检察引导侦查能够在不对现有司法体制进行改动的前提下有效发挥作用。首先,关于检察引导侦查,法律虽然没有规定,但检察机关的规范性文件对此有所涉及,有的地方公检机关已经联合发文在力推这一做法。其次,没有改变现行的司法体制,公检法机关的权力不变,职权不用调整。再次,检警关系不发生根本变化,只是对其进行某种程度的改进,是对检警机关职能的优化。最后,能解决司法实践中的一些问题,如监督相对滞后、违法侦查屡禁不绝、公诉工作因为证据质量不高而难以有效开展等。检察引导侦查应注重引导侦查取证、引导准确定性和监督纠正侦查活动违法性[32]。在检察引导侦查制度实施过程中,应从以下几个方面来进行。
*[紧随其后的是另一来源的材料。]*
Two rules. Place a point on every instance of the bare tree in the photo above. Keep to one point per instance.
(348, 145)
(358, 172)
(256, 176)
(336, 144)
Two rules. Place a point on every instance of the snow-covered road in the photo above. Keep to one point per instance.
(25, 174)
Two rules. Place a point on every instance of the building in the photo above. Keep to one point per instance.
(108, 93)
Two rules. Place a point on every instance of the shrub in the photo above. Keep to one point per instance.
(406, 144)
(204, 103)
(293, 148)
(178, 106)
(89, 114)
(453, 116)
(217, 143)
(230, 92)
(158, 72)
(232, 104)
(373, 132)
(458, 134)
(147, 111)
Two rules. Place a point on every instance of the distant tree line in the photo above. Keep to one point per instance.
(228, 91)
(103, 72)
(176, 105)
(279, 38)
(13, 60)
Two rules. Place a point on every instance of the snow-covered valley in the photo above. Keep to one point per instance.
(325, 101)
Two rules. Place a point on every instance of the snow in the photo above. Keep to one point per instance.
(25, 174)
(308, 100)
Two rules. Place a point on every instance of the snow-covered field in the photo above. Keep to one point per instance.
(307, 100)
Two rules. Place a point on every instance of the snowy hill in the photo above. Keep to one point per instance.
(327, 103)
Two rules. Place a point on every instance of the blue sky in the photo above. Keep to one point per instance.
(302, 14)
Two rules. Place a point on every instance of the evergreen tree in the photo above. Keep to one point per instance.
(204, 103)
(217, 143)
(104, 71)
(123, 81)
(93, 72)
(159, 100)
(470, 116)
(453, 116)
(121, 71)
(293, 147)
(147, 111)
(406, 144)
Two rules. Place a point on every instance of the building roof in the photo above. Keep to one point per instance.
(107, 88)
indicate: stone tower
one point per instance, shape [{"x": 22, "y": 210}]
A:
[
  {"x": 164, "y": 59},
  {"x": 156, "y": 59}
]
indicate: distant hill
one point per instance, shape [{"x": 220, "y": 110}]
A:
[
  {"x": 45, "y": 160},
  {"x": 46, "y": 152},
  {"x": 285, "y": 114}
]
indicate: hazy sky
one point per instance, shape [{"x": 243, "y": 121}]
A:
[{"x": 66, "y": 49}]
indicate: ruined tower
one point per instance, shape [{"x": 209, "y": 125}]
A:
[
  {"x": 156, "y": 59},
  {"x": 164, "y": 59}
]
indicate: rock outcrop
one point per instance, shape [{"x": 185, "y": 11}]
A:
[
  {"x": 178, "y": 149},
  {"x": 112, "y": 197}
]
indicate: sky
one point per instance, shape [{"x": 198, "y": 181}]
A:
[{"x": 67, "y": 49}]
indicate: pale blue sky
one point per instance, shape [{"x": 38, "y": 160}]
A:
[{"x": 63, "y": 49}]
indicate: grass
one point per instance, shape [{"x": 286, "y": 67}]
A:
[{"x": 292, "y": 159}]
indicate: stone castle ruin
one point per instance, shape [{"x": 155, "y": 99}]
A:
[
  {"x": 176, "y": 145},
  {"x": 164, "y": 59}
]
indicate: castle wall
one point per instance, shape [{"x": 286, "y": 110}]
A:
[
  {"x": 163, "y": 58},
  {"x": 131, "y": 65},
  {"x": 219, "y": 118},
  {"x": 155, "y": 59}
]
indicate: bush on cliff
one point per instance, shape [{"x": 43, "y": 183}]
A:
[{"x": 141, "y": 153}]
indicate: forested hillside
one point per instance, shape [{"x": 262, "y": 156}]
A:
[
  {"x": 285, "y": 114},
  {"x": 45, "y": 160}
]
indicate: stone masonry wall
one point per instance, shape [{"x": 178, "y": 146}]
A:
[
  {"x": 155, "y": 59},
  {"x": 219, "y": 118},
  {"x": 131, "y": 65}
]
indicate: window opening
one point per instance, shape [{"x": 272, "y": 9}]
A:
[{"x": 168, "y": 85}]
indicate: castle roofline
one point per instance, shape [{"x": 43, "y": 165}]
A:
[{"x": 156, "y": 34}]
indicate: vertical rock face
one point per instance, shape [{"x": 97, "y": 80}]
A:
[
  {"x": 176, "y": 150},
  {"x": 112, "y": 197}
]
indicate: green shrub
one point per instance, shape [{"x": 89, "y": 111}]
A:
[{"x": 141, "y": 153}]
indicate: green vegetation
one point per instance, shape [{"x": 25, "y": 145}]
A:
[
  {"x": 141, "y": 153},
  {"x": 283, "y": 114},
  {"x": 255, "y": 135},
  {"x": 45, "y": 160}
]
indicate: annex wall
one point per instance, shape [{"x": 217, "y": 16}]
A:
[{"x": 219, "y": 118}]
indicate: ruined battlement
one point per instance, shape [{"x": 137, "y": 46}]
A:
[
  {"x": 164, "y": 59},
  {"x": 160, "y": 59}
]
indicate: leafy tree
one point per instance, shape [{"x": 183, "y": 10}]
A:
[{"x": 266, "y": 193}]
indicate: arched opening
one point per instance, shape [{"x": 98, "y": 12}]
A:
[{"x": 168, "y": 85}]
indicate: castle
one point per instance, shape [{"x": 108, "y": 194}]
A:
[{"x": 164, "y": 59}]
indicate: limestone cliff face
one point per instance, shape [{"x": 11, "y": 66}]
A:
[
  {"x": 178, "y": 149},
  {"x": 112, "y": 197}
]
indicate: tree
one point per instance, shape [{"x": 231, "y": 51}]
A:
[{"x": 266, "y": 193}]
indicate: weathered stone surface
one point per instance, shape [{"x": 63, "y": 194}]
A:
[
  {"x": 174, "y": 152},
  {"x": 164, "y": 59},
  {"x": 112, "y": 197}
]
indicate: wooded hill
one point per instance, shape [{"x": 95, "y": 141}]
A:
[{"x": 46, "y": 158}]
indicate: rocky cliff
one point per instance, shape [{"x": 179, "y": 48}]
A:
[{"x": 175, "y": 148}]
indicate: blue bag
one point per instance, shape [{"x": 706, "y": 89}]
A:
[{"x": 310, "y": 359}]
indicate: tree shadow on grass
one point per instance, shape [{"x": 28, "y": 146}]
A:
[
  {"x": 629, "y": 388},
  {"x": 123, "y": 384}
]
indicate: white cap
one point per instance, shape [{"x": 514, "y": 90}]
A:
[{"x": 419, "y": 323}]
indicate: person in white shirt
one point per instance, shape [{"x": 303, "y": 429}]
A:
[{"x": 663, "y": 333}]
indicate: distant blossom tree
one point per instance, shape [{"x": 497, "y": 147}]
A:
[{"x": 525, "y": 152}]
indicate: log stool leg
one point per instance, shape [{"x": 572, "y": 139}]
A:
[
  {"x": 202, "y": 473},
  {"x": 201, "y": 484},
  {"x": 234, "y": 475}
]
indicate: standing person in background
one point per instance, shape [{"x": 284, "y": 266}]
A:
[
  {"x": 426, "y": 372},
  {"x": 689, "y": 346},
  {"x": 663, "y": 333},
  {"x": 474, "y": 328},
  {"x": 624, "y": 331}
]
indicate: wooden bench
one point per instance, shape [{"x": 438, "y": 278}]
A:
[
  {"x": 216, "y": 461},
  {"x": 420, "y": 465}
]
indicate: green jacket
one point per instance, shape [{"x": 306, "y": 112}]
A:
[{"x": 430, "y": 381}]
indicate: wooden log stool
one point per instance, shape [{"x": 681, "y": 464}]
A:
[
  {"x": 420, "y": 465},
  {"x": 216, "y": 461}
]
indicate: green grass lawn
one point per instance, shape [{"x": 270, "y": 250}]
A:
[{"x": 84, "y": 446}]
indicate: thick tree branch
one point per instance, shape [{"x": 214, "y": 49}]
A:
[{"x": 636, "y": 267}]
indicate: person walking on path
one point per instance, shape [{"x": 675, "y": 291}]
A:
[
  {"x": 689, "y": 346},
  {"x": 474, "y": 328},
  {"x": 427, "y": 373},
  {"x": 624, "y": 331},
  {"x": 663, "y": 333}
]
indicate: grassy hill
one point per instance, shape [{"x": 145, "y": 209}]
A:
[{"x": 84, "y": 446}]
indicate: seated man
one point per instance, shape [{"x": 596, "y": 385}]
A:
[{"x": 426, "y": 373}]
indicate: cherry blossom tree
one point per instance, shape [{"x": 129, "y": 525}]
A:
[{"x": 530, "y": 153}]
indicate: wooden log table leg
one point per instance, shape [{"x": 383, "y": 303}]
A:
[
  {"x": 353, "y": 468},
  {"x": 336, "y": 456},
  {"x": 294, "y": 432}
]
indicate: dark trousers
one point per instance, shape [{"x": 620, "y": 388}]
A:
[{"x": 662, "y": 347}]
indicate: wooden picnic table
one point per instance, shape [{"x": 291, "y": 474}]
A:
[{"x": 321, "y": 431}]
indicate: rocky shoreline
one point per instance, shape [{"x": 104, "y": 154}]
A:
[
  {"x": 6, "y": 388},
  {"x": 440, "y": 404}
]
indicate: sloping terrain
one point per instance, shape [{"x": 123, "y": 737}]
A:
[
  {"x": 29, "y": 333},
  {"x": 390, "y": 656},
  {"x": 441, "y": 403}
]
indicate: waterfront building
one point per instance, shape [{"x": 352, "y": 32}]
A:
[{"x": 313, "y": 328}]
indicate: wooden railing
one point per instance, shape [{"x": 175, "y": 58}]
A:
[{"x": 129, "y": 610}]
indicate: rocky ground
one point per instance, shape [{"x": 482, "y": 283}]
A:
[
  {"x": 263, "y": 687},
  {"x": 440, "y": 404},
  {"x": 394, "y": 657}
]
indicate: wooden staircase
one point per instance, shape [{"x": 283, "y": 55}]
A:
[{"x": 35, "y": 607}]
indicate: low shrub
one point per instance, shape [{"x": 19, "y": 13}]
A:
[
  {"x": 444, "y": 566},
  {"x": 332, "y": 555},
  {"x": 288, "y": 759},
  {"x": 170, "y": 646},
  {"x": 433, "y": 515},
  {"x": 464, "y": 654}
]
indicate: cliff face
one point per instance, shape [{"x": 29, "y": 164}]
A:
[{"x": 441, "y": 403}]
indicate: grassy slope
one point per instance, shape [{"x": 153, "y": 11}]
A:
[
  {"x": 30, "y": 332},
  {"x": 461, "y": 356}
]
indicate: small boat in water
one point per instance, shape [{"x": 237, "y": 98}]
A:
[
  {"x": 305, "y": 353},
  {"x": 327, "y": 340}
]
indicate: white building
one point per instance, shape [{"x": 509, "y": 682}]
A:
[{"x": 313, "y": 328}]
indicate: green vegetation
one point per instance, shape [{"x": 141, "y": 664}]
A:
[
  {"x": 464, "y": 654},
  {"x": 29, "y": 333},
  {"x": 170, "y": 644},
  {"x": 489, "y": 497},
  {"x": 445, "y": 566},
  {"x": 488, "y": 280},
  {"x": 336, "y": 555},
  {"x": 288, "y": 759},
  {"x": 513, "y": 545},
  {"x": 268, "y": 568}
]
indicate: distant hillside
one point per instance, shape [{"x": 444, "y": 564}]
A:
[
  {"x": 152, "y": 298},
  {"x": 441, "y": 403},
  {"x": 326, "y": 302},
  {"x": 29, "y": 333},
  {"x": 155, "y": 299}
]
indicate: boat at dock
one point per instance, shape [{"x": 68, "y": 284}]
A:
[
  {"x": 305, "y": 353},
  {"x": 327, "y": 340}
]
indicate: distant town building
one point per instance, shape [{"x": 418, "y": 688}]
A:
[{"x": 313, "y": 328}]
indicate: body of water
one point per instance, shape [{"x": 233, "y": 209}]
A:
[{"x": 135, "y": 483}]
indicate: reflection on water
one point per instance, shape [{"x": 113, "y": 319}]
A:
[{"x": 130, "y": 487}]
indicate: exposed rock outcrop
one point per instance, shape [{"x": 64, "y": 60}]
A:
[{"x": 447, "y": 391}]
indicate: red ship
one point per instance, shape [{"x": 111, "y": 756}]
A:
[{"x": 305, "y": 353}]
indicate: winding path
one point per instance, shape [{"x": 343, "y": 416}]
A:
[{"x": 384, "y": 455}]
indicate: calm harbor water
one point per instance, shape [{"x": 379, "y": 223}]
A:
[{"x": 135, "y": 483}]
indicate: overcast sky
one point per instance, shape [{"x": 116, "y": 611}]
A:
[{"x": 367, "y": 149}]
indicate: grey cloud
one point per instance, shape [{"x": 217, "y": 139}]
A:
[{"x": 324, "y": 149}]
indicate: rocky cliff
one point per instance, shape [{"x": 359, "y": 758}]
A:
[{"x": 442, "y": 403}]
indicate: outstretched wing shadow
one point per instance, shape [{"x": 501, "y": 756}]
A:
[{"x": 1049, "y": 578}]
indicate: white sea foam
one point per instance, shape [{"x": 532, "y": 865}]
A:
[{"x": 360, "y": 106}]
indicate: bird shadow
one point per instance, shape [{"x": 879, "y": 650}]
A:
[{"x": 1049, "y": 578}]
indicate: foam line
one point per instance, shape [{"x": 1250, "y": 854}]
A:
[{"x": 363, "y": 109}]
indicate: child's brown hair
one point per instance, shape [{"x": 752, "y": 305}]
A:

第一,法律增加规定检察引导侦查的内容。《刑事诉讼法》第八十七条规定,公安机关要求逮捕犯罪嫌疑人的时候,应当写出提请批准逮捕书,连同案卷材料、证据,一并移送同级人民检察院审查批准。必要的时候,人民检察院可以派人参加公安机关对于重大案件的讨论。《刑事诉讼法》规定“人民检察院可以派人参加公安机关对于重大案件的讨论”,可以认为这是检察引导侦查的一种体现。《人民检察院刑事诉讼规则》第三百三十五条规定,人民检察院审查案件时,对监察机关或者公安机关的勘验、检查,认为需要复验、复查的,应当要求其复验、复查,人民检察院可以派员参加;也可以自行复验、复查,商请监察机关或者公安机关派员参加,必要时也可以指派检察技术人员或者聘请其他有专门知识的人参加。“人民检察院可以派员参加公安机关的勘验、检查”是检察引导侦查的内容,但还很粗疏,司法解释对此没有进一步详细规定。这说明中国在制度建设上还不够,如果要使检察引导侦查成为刑事诉讼中的一项制度,仅有检察机关内部的规范性文件还不行,法律没有具体规定将会造成这项制度法律依据不足。如果以检察引导侦查来重塑检警关系,必须在法律中予以明确规定,因为检察引导侦查涉及检察机关与公安机关的权力配置和相互关系,是关涉司法体制和诉讼制度的重要问题[27]138。从完善立法来说,最好是在《刑事诉讼法》中对检察引导侦查作出明确规定,然后在《人民检察院刑事诉讼规则》中细化,这样才能更好解决这项制度的法律依据问题。

第二,检察引导侦查的启动。侦查是公安机关的职权活动,检察机关一般不应对其干涉,如果公安机关认为需要检察引导侦查,应该由公安机关提出,且司法实践也是这样做的。但是,侦查监督是检察机关的职责,检察引导侦查应该是检察机关的当然职责,检察机关监督公安机关当仁不让,其主动介入侦查必不可少,即其可以依职权主动介入侦查活动。否则,如果公安机关没有提出要求的话,检察机关就不能介入侦查。因此,检察引导侦查的启动既有依公安机关申请进行的,也有检察机关依职权进行的。当然,检察机关依职权介入侦查的前提是检察机关知晓侦查的相关信息,这需要建设检警机关之间关于侦查的信息共享平台。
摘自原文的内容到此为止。